Some people don't like to go to the doctor, even for a routine check-up. Perhaps they are expecting bad news, or have some childhood-related phobia, or just feel that the often-godlike status that is bestowed upon medical doctors is just a bit too much and that maybe these children of caduceus are even less infallible than we think.
Going to the doctor is not something that bothers me, though - honest!
And if I actually had veins that could be tapped and drained - just a little, mind you, just enough for a routine blood test, about one standard test tube's worth - I would never be hesitant to visit the old sawbones.
But like my mother and maternal grandmother, herself a former nurse, as well as one of my ICIS Chemical Business (ICB) colleagues in the New York office (and perhaps millions of others worldwide), I have veins that are nearly impossible to find.
Usually the nurses - yes, plural, because after the first nurse tries, she has to call in her supervisor, and then often she has to call in the office vein specialist - try a couple of times poking around in the crook of my arm, then give up and turn to backs of my hands.
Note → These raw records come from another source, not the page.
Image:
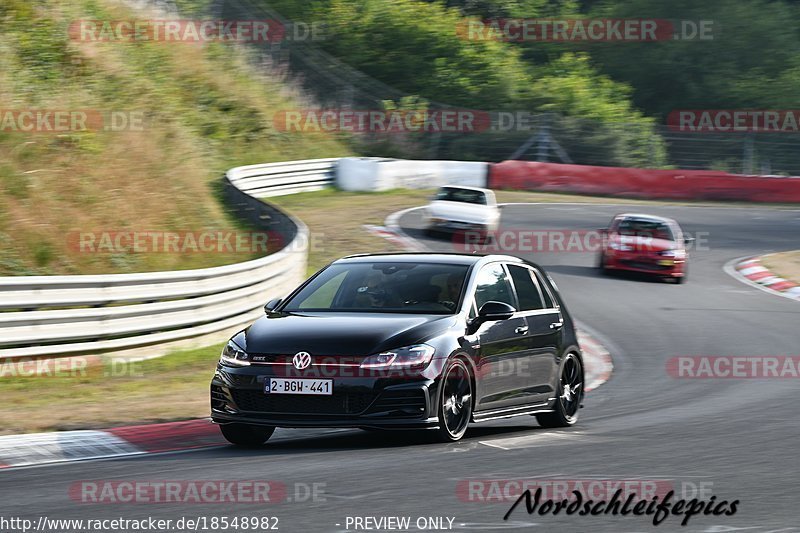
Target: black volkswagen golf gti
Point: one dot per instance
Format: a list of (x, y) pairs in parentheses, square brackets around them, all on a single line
[(404, 341)]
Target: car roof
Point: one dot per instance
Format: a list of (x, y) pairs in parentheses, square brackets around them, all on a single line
[(429, 257), (649, 218), (467, 187)]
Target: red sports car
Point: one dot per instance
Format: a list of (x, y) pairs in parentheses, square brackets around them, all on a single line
[(645, 243)]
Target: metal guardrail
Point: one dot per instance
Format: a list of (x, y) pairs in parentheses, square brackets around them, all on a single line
[(277, 179), (53, 316)]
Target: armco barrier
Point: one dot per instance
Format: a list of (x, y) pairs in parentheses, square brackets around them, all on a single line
[(277, 179), (376, 174), (53, 316), (643, 183)]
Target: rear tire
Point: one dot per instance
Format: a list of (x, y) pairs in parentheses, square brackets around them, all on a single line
[(569, 396), (246, 435), (455, 401)]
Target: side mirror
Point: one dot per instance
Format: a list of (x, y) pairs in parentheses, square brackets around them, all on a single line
[(493, 310), (272, 304)]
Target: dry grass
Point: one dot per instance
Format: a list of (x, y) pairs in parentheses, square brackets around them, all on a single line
[(204, 112), (174, 387), (784, 264), (336, 220)]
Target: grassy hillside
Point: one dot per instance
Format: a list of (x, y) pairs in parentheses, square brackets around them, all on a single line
[(203, 112)]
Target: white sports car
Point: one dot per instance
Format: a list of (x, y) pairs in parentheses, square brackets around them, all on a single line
[(458, 208)]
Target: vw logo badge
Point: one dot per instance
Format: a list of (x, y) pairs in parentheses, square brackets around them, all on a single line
[(301, 360)]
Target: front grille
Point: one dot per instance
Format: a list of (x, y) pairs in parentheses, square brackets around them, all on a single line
[(339, 403), (646, 266), (404, 402), (284, 359)]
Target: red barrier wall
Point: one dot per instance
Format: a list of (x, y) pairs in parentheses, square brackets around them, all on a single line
[(642, 183)]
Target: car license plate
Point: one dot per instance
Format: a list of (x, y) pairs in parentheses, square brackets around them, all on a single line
[(321, 387)]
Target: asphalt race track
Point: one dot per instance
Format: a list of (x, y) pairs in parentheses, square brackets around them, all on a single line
[(737, 439)]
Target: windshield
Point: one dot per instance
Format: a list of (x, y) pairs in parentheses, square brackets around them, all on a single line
[(467, 196), (384, 287), (645, 228)]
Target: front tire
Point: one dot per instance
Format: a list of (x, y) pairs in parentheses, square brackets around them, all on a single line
[(601, 265), (569, 396), (455, 401), (246, 435)]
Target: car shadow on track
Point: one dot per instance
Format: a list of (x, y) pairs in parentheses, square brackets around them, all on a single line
[(594, 272), (377, 440)]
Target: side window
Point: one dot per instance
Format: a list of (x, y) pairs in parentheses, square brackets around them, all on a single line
[(548, 301), (527, 292), (492, 284)]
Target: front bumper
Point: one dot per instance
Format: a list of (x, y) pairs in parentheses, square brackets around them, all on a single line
[(649, 264), (455, 226), (237, 395)]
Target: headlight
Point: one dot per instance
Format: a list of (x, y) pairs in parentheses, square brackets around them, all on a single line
[(233, 355), (419, 354), (677, 254)]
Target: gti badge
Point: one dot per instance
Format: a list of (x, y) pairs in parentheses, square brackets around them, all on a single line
[(301, 360)]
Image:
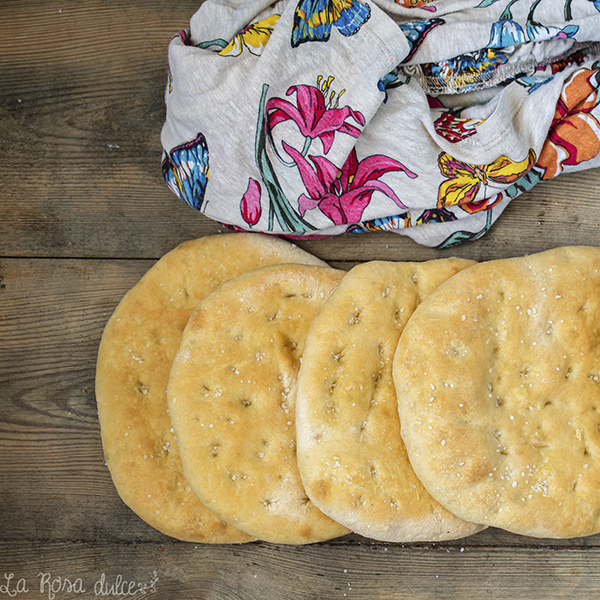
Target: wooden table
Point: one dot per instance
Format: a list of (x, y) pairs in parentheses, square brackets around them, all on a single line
[(84, 212)]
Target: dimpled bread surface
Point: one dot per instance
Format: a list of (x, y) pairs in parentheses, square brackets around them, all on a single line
[(351, 457), (134, 360), (498, 383), (231, 398)]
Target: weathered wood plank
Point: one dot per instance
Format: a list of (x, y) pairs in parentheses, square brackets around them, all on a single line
[(257, 571), (80, 116), (53, 481)]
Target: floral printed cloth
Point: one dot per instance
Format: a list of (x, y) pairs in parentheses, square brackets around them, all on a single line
[(422, 117)]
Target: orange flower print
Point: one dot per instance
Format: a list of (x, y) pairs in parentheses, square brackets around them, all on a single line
[(574, 135), (465, 180)]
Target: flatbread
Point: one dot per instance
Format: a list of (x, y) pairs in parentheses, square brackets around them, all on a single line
[(497, 375), (231, 398), (134, 360), (351, 457)]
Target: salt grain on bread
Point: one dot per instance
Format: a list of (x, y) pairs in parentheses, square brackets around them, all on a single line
[(134, 360), (351, 457), (231, 397), (497, 376)]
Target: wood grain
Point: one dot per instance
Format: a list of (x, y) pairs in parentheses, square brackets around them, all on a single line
[(80, 117), (257, 571), (84, 212)]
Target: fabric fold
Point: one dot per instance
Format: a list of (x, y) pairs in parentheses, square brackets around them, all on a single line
[(319, 118)]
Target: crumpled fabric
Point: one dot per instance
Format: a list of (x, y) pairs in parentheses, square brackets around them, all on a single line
[(425, 118)]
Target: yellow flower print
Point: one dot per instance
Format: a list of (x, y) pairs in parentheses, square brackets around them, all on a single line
[(255, 37), (465, 180)]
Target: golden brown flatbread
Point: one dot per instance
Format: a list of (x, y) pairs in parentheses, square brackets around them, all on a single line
[(351, 457), (134, 360), (231, 397), (497, 375)]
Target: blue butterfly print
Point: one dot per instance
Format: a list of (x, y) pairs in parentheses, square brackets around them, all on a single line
[(416, 32), (186, 170), (313, 19)]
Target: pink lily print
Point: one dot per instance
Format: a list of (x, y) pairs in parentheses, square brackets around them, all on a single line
[(342, 195), (250, 207), (316, 113)]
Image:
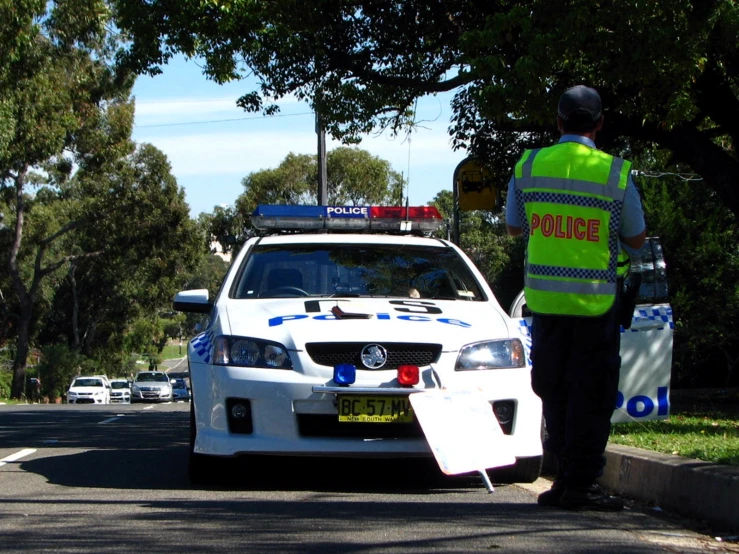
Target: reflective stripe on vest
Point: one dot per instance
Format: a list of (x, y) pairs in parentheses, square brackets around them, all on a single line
[(570, 199)]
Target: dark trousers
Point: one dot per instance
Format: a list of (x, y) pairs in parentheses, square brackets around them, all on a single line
[(575, 371)]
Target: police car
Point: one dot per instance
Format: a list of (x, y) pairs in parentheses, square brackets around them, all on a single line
[(329, 320)]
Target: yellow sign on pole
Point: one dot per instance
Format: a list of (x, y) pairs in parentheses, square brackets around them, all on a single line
[(474, 184)]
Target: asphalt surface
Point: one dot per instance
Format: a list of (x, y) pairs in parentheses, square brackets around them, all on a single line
[(114, 479)]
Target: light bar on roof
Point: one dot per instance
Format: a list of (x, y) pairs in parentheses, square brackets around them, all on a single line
[(418, 219)]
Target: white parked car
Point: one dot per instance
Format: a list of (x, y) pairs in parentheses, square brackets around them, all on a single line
[(151, 386), (316, 340), (89, 390), (120, 391)]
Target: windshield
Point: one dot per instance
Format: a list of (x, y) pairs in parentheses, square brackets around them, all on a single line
[(373, 270), (87, 383), (152, 377)]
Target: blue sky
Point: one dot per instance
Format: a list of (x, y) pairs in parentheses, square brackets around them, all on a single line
[(212, 144)]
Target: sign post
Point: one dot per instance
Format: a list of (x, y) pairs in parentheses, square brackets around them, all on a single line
[(473, 190)]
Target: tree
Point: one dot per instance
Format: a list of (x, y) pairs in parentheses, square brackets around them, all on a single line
[(135, 217), (667, 70), (61, 78)]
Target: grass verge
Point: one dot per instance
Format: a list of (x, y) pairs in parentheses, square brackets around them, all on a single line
[(710, 436)]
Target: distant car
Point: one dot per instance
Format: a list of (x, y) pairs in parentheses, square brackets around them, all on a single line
[(120, 392), (180, 390), (317, 340), (151, 386), (88, 390)]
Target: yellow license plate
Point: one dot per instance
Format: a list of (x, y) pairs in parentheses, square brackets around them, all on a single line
[(375, 409)]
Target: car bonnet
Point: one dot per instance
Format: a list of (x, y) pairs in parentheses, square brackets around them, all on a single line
[(295, 322)]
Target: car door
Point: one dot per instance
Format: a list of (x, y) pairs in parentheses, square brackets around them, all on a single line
[(646, 348)]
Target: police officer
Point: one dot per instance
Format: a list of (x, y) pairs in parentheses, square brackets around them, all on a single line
[(575, 206)]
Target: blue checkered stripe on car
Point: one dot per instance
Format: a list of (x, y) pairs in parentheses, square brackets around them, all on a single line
[(524, 327), (203, 346)]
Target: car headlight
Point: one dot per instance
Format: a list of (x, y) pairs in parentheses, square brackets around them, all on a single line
[(494, 354), (249, 352)]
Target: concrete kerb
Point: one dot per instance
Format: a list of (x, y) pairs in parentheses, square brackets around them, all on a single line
[(693, 488)]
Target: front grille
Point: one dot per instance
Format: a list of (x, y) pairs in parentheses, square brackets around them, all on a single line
[(398, 353)]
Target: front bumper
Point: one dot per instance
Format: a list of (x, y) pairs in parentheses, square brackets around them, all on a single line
[(288, 416)]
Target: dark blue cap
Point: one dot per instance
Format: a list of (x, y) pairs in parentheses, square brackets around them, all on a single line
[(580, 99)]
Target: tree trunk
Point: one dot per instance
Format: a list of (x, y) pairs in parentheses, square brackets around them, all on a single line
[(22, 349)]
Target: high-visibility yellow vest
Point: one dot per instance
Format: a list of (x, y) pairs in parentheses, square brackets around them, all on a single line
[(623, 266), (570, 198)]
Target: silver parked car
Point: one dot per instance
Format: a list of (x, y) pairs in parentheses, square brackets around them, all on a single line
[(151, 386), (120, 392), (180, 390)]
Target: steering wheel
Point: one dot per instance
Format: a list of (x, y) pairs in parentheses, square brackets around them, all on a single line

Yes, plural, because the veins on the back of my hand may be seen by the naked eye, but they sure can hide when the needle comes around.
And it is from the back of my hands, via a butterfly needle, where about 99% of my blood gets drawn - and boy! Does it sting. No lie.
For a while - a paradisiacal time I tell you - my doctor had nurse that never failed: she was so good, she'd only have to poke me maybe twice to get that test tube's worth of my internal cherry juice. Of course, she was so good, she got a better job elsewhere. Instead of sticking with my physician for over 15 years, I should have followed her.
The needle and no damage done
This week I visited the doctor, and my veins finally beat his team. After four tries and as many nurses, they gave up, telling me to try the lab techs at the diagnostics lab.
Not that I hold this against them.
The bruises on my arm tell me their efforts were honest.
The Missus says I'm going to wind up with track marks. "Yeah," I grumble, "without at least the sometime pleasurable benefits of becoming addicted to intravenously introduced diamorphine hydrochloride. Woo-hoo."
So why don't they use those big veins on the inside of my wrists? They never seem to disappear. A nurse once told me that they were supposed to keep those veins untouched until there was a traumatic accident, like a car wreck: that if they used those veins for mundane blood tests, they might toughen up too much to be of use to emergency personnel.
You watch the various CSI programs on TV, where they can determine a person's entire genetic history from a toenail clipping, and you remember that when you were a kid, the doc would use one of those small silvery rectangles with a sharp trianglular blade at the end, tap your finger, blood would ooze out and they'd collect all they needed in a thin glass pipette - and you ask yourself, so how come they need a whole test tube now?!?
If 40% of the New York staff of ICB has this condition, why isn't there a name for it? Under my completely autocratic control of absolutely nothing, I've decided to call this condition, "Hidden Vein Syndrome" - not that it's really a "syndrome," it's just that "syndrome" sounds so darn cool! Even its acronym, HVS, is snappy!
But why has HVS been ignored so far? Y'know what? I need to get me some of that stimulus money the government has been throwing around and do some more research on this....
But there is hope for me yet: Memphis, Tennessee-based Luminetx developed the VeinViewer in 2005. The device uses infrared light to project a real-time image of underlying veins directly onto a donor's skin and is reported to be a great boon to phlebotomists and nurses. Unfortunately, each unit costs about $28,000, and right now I think I'm the only one of my doctor's patients with this problem.